There are, of course, other symmetrical compositions in the universe. The tiling on a soccer ball, composed of pentagons and hexagons, includes five-fold symmetries. Mosques throughout the Middle East display Girih tiling with two-, five-, and 10-fold symmetries that produce ornate patterns dizzying in complexity and beauty. In 1976, mathematical physicist Roger Penrose proposed a set of just two tiles that could cover a plane infinitely in nonperiodic fashion, full of five-fold symmetries.

But to have such exotic formations occur within crystals…that was forbidden by the laws of material science as we knew them. Such a crystal would be impossible.

Turns out, Steinhardt has a problem with the word “impossible.”

“I think that when someone says ‘impossible,’ I always want to know: Do you mean it violates the laws of physics?” Steinhardt asks. “Or do you mean that it would be very, very interesting?”

Steinhardt decided to put the crystal law to the test. In the early 1980s, while a faculty member at the University of Pennsylvania, he and fellow researcher Dov Levine developed a theoretical framework arguing that solids with forbidden symmetries could occur, at least in principle. They termed this new phase of matter “quasiperiodic crystals,” or “quasicrystals.” By sheer coincidence, around the same time another materials scientist, Dan Shechtman, who was at Johns Hopkins University, stumbled upon just such a formation lurking within an aluminum-manganese alloy and published his findings in 1984, just a few months before Steinhardt and Levine published their own paper. 

“Shechtman had a sample without a theory,” Steinhardt says. “We had the theory without a sample.” 

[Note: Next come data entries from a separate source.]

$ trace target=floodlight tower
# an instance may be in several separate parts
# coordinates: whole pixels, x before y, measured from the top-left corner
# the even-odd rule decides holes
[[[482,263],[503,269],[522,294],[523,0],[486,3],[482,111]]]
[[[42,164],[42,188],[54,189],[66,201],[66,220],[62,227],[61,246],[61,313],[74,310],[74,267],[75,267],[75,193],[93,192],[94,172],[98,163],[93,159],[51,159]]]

The name stuck, but that was all. The reaction from the scientific community was swift and withering. The very idea of quasicrystals, most experts argued, was so heretical to the laws of crystallography that Shechtman, Steinhardt, and their colleagues had to be in error. “There are no such thing as quasicrystals,” two-time Nobel laureate and Caltech professor Linus Pauling (PhD ’25) famously declared, “only quasi-scientists.” Pauling labored to explain the strange patterns with another theory, but the evidence mounted as more examples of quasicrystals continued to be found. Within a decade, the tide of scientific thinking began to turn. “I think Pauling thought that such an extraordinary claim required extraordinary evidence,” Steinhardt said. “In the end, I believe he felt that he served by pushing us to eliminate all other options and strengthen our case.”

In 1998, Steinhardt moved from Pennsylvania to the physics department at Princeton, and his primary attention drifted to other research interests. He also focused on his role as a father to his four young children. 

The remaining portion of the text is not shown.